Pero Durothil comprobó aliviado que no todos habían adoptado las costumbres nativas. Algunos de ellos evitaban con arrogancia el trato con los elfos silvanos y trataban de plantar las semillas de su magia, su arte y su cultura en el suelo del bosque. Por increíble que pudiera parecer, uno de ellos era Sharlario Flor de Luna.
El guerrero de cabello bermejo había sobrevivido y se había desposado con una elfa de Faerie, una devota sacerdotisa de Sehanine Moonbow. Entre los dos habían engendrado una caterva de revoltosos elfos, la mayoría de los cuales habían heredado la pálida tez del padre y su cabello rojo. Todos los miembros del nuevo y floreciente clan, sin excepción, imitaban a su madre en la veneración de la diosa de la luz de luna, y los demás ya empezaban a referirse a ellos como «elfos de la luna».

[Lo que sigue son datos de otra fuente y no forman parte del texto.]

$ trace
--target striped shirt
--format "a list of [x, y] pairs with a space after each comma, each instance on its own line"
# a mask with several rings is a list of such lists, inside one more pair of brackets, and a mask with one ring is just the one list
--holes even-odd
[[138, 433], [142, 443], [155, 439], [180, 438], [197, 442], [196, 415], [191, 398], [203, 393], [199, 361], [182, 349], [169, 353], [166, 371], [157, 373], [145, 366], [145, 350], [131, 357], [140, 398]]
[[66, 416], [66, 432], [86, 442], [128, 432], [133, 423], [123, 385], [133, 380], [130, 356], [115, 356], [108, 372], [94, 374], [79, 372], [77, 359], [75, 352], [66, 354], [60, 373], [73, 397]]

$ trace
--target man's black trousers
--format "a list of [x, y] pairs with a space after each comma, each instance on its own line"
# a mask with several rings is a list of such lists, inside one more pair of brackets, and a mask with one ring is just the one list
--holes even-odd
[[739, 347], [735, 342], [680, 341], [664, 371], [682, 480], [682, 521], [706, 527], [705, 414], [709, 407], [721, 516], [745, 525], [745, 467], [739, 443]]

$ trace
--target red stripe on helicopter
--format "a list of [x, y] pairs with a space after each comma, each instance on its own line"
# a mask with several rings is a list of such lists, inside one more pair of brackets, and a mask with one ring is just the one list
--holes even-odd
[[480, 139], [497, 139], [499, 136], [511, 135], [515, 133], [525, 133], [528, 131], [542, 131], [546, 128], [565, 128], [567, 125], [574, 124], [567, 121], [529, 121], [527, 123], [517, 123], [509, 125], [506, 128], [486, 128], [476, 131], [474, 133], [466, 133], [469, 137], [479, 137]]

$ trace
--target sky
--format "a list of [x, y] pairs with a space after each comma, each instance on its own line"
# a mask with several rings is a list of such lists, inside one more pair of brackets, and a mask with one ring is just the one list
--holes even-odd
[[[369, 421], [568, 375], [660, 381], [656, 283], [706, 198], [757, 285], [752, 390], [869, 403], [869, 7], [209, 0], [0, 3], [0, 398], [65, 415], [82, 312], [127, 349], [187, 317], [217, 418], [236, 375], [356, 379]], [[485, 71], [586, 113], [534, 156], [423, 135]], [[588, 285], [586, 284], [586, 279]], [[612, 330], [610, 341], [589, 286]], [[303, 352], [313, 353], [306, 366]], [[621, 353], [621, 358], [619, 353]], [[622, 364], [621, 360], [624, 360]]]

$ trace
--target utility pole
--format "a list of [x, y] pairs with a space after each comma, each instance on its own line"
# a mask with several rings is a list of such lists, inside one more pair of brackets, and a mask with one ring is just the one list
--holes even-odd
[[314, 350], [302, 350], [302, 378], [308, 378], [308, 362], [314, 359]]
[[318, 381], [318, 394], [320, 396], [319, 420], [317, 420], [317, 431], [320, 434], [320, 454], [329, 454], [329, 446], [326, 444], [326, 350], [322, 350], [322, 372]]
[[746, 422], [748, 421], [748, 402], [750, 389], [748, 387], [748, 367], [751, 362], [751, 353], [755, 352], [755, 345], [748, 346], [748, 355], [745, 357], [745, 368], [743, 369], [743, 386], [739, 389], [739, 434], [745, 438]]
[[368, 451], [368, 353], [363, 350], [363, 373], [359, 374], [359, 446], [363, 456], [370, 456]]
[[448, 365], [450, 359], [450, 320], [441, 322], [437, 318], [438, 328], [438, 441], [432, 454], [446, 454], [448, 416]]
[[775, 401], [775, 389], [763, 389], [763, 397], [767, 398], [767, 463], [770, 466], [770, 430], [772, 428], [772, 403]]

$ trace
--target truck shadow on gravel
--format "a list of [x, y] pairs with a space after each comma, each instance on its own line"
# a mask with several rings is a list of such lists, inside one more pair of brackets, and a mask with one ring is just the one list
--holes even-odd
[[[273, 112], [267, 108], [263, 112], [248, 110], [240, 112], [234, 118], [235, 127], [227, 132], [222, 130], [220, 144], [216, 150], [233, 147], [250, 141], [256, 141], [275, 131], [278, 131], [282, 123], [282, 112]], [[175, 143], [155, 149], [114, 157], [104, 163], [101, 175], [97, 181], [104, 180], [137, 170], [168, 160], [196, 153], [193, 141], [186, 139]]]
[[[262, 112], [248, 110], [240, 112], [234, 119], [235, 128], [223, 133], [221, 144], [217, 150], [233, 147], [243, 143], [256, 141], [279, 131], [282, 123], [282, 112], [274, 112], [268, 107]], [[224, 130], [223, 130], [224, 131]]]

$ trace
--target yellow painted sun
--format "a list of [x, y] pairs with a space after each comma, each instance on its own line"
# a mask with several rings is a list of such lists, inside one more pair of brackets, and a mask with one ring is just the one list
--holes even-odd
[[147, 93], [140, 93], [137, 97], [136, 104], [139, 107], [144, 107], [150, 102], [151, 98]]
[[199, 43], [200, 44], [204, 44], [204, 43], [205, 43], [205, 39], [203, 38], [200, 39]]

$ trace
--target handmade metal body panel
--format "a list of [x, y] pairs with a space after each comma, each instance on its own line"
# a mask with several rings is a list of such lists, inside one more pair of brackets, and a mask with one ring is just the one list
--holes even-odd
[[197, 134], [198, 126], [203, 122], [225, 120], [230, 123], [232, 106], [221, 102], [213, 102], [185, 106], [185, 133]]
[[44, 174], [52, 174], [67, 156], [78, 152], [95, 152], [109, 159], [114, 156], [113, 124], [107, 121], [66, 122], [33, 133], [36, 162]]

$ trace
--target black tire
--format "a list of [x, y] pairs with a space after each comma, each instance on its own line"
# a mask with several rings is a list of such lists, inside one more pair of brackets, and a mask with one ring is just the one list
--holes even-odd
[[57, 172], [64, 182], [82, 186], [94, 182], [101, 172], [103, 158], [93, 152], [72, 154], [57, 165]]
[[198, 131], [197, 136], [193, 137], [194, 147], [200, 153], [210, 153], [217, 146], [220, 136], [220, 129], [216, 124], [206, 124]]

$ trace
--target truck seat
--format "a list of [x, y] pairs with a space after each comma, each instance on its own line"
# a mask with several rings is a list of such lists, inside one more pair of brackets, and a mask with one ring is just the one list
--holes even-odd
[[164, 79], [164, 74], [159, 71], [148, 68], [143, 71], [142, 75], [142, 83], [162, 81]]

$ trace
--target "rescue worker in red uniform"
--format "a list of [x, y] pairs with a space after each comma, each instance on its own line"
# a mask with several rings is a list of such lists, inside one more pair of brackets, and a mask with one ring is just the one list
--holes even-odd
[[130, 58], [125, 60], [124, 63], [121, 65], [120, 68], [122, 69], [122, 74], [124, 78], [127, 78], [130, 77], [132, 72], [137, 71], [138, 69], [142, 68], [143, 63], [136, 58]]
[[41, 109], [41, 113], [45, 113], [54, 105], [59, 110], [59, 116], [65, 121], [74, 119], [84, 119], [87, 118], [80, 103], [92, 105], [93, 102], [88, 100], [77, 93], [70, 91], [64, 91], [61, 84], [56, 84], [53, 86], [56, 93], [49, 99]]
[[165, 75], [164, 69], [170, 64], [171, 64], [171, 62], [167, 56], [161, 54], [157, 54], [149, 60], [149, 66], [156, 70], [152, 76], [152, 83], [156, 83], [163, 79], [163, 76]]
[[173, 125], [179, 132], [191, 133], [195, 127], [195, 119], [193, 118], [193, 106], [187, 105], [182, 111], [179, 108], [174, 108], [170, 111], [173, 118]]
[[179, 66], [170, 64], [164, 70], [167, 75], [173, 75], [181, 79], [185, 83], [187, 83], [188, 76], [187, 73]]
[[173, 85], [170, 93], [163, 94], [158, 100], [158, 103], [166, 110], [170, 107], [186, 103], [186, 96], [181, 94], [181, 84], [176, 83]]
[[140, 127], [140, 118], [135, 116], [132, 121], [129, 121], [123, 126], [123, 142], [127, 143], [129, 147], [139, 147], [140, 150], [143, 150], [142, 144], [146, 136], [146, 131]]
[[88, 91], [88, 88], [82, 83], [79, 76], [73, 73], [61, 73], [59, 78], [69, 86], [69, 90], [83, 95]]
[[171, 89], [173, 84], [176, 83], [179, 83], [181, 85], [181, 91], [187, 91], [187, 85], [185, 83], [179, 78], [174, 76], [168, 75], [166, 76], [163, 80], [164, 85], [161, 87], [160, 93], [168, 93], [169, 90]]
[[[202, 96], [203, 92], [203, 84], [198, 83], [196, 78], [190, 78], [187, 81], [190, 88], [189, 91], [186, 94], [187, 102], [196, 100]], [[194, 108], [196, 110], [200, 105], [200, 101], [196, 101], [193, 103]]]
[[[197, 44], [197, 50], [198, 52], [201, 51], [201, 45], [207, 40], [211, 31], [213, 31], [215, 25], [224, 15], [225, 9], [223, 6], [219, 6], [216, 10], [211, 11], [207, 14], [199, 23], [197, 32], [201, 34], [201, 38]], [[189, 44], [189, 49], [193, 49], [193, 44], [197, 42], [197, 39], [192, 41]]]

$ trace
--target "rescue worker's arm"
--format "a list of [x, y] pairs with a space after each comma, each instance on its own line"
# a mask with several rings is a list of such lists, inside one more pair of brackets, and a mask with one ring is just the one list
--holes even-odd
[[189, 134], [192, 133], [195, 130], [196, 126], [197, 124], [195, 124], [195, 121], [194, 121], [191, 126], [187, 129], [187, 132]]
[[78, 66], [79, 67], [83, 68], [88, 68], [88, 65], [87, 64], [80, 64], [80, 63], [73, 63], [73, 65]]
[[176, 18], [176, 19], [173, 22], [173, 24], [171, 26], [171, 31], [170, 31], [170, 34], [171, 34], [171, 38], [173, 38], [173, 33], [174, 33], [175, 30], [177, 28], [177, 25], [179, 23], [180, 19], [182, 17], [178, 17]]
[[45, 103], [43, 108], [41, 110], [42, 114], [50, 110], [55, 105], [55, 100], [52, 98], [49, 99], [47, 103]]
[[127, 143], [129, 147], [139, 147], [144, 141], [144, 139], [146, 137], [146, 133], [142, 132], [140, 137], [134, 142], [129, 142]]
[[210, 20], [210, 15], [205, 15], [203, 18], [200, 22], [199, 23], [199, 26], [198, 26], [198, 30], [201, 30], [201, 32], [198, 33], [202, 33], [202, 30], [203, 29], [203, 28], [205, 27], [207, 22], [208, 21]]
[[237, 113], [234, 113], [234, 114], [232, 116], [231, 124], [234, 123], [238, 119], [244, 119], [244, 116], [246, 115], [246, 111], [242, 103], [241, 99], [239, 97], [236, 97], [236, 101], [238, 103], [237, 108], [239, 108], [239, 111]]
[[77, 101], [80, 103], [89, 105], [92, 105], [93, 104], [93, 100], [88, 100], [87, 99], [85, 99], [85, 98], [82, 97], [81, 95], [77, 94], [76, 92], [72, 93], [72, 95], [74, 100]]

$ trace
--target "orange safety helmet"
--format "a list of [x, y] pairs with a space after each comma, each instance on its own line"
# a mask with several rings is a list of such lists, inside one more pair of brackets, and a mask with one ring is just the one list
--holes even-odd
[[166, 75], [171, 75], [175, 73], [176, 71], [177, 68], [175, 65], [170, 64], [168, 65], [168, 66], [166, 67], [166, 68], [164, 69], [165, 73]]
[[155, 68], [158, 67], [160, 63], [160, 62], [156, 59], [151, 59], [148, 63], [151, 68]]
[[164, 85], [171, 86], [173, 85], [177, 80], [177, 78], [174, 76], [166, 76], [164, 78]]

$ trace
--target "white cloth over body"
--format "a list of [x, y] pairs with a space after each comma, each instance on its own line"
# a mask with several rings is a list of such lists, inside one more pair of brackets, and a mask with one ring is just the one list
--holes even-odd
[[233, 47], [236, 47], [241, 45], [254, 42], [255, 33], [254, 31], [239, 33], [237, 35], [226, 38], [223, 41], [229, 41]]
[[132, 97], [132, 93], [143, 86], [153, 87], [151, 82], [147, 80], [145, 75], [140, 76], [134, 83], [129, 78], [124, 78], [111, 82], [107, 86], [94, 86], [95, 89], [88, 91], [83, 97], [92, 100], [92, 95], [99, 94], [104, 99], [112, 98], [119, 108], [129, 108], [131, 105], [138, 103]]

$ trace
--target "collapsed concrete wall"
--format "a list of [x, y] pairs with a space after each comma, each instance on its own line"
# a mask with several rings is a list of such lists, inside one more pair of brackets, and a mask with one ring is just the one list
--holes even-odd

En cuanto a Sharlario, hablaba a menudo de los avariels, los elfos alados que lo habían rescatado, así como de las maravillas de Aerie, el reino mágico oculto en la cumbre montañosa al que lo habían conducido. Sharlario relataba el servicio que había prestado a los avariels al luchar contra el dragón rojo y expulsarlo de las montañas del norte. Según contaba, los avariels no eran más que una de las muchas razas de elfos que habitaban ese nuevo mundo; había muchos otros diseminados por todo el bosque o viviendo en las cálidas tierras meridionales, e incluso en las profundidades marinas.
Esa experiencia había marcado el destino de Sharlario, o quizá tan sólo lo había confirmado. En su Faerie natal, él había sido un mercader que surcaba los mares, recogiendo noticias y transportando mercancías a lejanas tierras elfas. Aún seguía siendo un trotamundos, pues los relatos de los avariels habían inflamado su imaginación y no estaría satisfecho hasta ver con sus propios ojos todo Faerun. A menudo, él y sus hijos partían a explorar el nuevo mundo, buscando aventuras y a otros de su misma especie. Las historias que contaban a la vuelta eran fantásticos relatos, tan preciados que eran dignos de transmitirse de padres a hijos.